Pretty disorienting, yes? About 200,000 newly minted veterans confront that reality each year, according to the Department of Veterans Affairs.

While leaving their personal and professional network behind can be a struggle for veterans, Connor, 41, believes the upside is that vets have a valuable skill set that makes them natural entrepreneurs: discipline, leadership, expertise in team-building, making do with limited resources, an ability to solve problems on the fly and resilience, he said.
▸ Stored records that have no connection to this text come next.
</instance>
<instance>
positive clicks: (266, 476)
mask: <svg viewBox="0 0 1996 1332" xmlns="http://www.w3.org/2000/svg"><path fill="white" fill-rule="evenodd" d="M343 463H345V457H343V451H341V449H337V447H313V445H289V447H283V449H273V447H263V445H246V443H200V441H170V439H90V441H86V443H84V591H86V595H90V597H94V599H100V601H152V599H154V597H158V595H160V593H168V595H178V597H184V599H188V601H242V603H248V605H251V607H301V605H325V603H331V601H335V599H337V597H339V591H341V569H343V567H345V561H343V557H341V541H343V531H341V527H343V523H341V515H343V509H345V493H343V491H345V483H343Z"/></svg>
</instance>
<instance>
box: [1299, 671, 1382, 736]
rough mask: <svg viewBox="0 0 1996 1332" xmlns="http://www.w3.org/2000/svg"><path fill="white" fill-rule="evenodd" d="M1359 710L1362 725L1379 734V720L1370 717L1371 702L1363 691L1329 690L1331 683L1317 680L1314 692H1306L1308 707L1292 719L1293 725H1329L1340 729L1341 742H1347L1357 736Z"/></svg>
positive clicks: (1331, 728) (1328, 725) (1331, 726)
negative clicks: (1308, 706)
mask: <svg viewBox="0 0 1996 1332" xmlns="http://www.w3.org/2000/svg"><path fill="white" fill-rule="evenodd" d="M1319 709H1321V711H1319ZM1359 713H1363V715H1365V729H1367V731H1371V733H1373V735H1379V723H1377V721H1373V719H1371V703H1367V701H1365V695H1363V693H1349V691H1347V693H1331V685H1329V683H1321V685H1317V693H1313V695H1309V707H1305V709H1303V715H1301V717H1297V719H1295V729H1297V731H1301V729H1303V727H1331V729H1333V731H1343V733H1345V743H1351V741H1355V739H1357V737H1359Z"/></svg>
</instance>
What they often lack, however, are the networks and capital to get their ideas off the ground.

"It's not a talent gap, it's not a capacity gap, but a network gap," said Connor, founder and CEO of Bunker Labs, a national nonprofit for veterans, based in Chicago.

Data shows he's correct: A November 2018 study by the Federal Reserve Bank of New York found that while veterans are more likely to be self-employed, there's been a noted decline in veteran entrepreneurial activity. That's despite the fact that there's evidence many new veterans — 20 to 25% of those just coming out of the military — want to run their own business, according to the study.

Policymakers need to pay attention to whether veterans are having a harder time finding financing and support to launch their businesses, the study recommended.

Connor, who spent four years in the Navy before his exit in 2004, in 2014 launched Bunker Labs, which has grown to 28 chapters across the country with the mission of helping vets and their families launch and expand their own businesses.

Bunker's strategy is to connect vets with the training, funding, mentoring and networking needed to pursue their goals, through online and in-person events, corporate sponsorships and partnerships.

Its roster of vet entrepreneurs is diverse: 26% female, 18% black and 20% Latino.

Since Bunker's launch, startups participating in its program have raised more than $80 million in capital and created more than 1,900 jobs, according to its most recent annual report.

"If we can unlock [veterans'] potential, we can have profound economic impact on this country that's much bigger than the vet community," Connor said.

It took Schmid Etienne two years to realize he'd been traumatized by the weeks he spent in New Orleans in 2005 as an Army National Guardsman patrolling the streets, passing out food and cleaning up debris in the weeks after Hurricane Katrina ravaged the city.

For Etienne, 37, it was a smell that sent his mind hurtling back to the devastation and suffering he'd seen. At a summer barbecue, smelling marinated beef thrown on a grill, he had a flashback to the front door of a pungent, flood-ravaged home of a survivor who refused to leave her house for fear of losing it.

After more than 10 years, several jobs, and hours of psychotherapy and training, Etienne has turned that trauma into what he calls his life's work — a business that aims to teach people to use their senses to manage their trauma, stress and anxiety and achieve a sense of mindfulness.

In 2017, he co-founded R.E.S.S.E.T. Studio — Reduce Environmental Stimuli (for) Self Evaluation Technique — after extensive entrepreneurial coaching at Bunker Labs.

Etienne said he wasn't looking necessarily for money, but for support and guidance on building and running a business.

R.E.S.S.E.T. regularly conducts stress management seminars at law firms, and Etienne and business partner Lauren Ruckheim are pursuing universities, therapeutic practices and other corporate clients. The business has also designed a card deck people can use to help reset their mind.